Steegmans grijpt laatste kans 

PARIJS

Het was helemaal niks met de Belgische Quick Step-ploeg deze Tour. Tot gistermiddag. In een mooi voorbereide sprint liet Gert Steegmans zien dat hij het nog kan.
Ruimte, Gert Steegmans moet ruimte hebben om zijn sprints af te kunnen werken. De Champs Élysées zijn geknipt voor hem. Geen gewriemel en gewring op een bochtige aankomst, dan slaan de zenuwen te hard op hol. Geen geduw en getrek, daarvoor is twijfelaar Steegmans het type niet. Wat ook helpt: Op de Champs Élysées zijn de renners al acht keer door de aankomst gekomen voordat ze aan de daadwerkelijke sprint beginnen. In zijn eerste Tour, twee jaar geleden, wilde Steegmans zich nog wel eens vergissen in de afstand tot de meet. Goede Gert is dan wel zo dat hij daarover zelf vertelt, zonder zich sterker of slimmer voor te doen dan hij is.

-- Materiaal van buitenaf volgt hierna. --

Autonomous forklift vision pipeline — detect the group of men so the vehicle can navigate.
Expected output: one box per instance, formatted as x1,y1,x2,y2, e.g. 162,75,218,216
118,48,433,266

Door de afwezigheid van Tom Boonen werd Steegmans verantwoordelijk voor de massasprints bij Quick Step. Tot gisteren was het steeds net niet, maar ploegleider Patrick Lefevere liet zich niet ontmoedigen. Vrijdag zei hij nog: ‘We maken de balans pas op na de aankomst in Parijs.’ Steegmans knoopte het in zijn oren.